A recente troca de correspondência entre o Carlos Cunha e o Ludwig Kripal não deixa de ser interessante. Depois de outras conversas, chegaram à questão da suficiência ou insuficiência da razão. Fez-me lembrar um artigo lido há pouco tempo na Gazeta de Física chamado "Vinte e Cinco Séculos de Física Quântica: De Pitágoras até Hoje e do Subjectivismo ao Realismo". Diz o autor, Mario Bunge (professor do Departamento de Filosofia da Universidade de McGill), a certa altura, sobre os limites da ciência física:

«(...) há coisas materiais concretas, como organismos, robôs e sistemas sociais que estão fora do alcance da teoria quântica – contra os reducionistas radicais, que acreditam que esta é uma teoria universal. Aquelas coisas escapam à teoria quântica não porque tenham grandes dimensões, mas porque têm propriedades suprafísicas, tais como a de estar vivo e obedecer a normas que não derivam de leis físicas. Devíamos estar gratos por ter uma teoria tão geral e precisa como a teoria quântica, mas seria ridículo tentar aplicá-la para além do seu domínio.»

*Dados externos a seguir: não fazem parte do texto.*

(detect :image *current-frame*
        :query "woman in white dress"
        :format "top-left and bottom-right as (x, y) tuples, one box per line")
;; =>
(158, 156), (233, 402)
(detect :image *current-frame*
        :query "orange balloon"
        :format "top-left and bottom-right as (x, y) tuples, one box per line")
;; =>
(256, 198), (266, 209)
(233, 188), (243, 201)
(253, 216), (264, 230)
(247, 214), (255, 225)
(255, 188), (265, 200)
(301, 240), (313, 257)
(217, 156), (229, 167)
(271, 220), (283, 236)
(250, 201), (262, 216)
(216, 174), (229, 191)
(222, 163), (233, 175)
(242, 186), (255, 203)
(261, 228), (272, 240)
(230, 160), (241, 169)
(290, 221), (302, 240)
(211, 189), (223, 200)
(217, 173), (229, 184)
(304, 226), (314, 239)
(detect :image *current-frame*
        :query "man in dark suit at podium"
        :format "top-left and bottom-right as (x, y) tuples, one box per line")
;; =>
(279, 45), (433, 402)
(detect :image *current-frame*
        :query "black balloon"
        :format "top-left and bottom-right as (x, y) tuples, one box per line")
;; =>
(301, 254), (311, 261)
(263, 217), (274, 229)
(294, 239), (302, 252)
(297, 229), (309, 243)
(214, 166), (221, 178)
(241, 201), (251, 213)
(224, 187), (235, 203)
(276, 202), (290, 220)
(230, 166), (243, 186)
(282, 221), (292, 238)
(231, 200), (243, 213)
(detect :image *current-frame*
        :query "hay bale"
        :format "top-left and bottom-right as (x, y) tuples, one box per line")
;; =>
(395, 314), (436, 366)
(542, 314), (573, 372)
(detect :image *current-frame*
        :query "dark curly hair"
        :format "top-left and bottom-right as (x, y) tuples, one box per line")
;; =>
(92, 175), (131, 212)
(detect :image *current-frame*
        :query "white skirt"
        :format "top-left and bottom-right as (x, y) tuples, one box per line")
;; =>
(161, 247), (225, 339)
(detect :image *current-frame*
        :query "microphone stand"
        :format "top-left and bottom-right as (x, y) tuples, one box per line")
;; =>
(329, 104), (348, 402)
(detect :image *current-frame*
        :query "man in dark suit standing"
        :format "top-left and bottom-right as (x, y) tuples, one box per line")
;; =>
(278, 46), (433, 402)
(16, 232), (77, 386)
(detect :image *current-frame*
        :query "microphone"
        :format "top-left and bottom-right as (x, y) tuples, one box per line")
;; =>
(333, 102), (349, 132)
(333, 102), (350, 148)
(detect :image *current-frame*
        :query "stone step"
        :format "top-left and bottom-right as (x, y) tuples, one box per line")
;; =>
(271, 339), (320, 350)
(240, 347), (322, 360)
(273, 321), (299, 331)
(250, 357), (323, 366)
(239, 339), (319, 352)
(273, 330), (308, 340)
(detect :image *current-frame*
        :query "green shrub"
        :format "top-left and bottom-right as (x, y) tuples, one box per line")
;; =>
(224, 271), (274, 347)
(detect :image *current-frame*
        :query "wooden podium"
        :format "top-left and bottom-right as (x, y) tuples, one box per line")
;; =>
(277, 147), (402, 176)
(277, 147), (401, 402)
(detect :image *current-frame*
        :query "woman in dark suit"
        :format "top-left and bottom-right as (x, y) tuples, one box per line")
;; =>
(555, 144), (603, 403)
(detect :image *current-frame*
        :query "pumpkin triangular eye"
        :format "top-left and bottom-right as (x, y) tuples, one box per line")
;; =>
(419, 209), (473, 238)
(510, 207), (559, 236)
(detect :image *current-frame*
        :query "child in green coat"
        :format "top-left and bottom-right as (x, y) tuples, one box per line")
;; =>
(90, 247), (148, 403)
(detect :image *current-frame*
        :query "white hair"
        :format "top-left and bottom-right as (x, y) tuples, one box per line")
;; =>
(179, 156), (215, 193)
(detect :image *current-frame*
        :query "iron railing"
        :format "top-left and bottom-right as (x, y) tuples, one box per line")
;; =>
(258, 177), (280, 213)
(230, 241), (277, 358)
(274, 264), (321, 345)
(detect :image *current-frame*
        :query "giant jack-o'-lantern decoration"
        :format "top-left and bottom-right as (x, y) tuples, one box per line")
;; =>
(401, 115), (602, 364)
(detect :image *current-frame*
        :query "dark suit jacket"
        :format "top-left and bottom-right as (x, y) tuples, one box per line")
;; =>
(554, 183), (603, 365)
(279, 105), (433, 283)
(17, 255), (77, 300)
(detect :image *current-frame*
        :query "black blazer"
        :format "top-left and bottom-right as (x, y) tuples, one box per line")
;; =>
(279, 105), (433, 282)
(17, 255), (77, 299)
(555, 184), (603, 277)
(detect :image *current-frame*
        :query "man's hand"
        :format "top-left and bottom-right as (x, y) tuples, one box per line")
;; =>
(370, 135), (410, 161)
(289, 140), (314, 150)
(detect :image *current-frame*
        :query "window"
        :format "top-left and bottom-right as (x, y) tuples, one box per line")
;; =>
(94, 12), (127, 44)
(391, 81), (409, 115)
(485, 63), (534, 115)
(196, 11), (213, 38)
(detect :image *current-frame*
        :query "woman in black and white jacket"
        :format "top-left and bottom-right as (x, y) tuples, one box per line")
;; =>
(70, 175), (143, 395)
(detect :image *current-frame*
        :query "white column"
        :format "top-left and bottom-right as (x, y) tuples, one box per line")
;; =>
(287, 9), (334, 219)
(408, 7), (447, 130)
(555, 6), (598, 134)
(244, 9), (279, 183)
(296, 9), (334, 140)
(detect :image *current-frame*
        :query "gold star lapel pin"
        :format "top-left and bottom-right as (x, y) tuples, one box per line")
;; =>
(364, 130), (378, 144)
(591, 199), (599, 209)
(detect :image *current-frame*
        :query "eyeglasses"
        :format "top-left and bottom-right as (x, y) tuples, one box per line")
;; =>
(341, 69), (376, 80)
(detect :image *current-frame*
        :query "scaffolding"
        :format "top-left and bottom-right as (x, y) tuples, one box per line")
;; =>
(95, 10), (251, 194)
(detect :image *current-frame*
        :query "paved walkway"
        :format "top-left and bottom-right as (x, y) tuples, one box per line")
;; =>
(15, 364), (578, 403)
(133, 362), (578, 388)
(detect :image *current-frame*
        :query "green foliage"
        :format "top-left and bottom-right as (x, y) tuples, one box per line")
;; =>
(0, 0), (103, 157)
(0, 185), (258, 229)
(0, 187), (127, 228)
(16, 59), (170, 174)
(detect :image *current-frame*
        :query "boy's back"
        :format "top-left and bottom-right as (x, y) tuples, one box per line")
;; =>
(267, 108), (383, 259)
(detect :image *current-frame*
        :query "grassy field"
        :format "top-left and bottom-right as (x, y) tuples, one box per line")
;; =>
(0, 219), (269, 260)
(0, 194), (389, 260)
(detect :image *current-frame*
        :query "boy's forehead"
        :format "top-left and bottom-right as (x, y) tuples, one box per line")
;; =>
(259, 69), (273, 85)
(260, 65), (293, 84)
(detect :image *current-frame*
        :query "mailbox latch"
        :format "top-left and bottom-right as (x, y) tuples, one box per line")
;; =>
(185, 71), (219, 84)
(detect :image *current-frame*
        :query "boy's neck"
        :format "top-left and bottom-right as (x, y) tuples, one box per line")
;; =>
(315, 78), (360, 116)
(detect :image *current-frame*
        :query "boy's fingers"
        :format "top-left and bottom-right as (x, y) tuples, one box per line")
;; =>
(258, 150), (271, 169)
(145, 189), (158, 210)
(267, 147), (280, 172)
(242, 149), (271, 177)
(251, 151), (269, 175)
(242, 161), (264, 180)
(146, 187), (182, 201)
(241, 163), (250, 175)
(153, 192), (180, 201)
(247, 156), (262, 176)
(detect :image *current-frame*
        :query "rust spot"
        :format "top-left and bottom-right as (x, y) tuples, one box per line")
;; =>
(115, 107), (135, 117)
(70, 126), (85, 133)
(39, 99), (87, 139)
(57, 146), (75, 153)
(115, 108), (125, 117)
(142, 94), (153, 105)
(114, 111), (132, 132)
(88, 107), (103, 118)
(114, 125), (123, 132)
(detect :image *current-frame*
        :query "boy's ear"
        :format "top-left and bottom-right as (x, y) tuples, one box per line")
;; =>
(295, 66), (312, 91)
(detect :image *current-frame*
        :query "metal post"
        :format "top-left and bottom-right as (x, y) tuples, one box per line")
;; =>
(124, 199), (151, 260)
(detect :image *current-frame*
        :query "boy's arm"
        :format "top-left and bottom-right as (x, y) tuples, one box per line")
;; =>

Vem isto a propósito deste trecho do CC, de que muito gostei:

«A entrega aos outros, aquilo que a comummente se chama amor, é algo extra-razão. Não falo de cooperação, de simbioses, de investimentos. Falo de dádiva. Da ilógica do amor. Do rasgo no quotidiano que o amor provoca. Contra a razão? Não, mas apesar da razão. Qualquer amor. Dos pais aos filhos, dos filhos aos avós, dos amigos entre si, dos amantes. De Deus para com os homens e das suas criaturas para Deus? Como Laplace, também prescindo desta hipótese. Explica-se o amor? Sim, também se explica: o desejo de possuir, de se entregar, de perder o sentido da responsabilidade, o gosto egoísta de ser gostado, uma vontade de comunicar, de desabafar, a procura de um regaço, um impulso biológico.
Mas não haverá mais qualquer coisa?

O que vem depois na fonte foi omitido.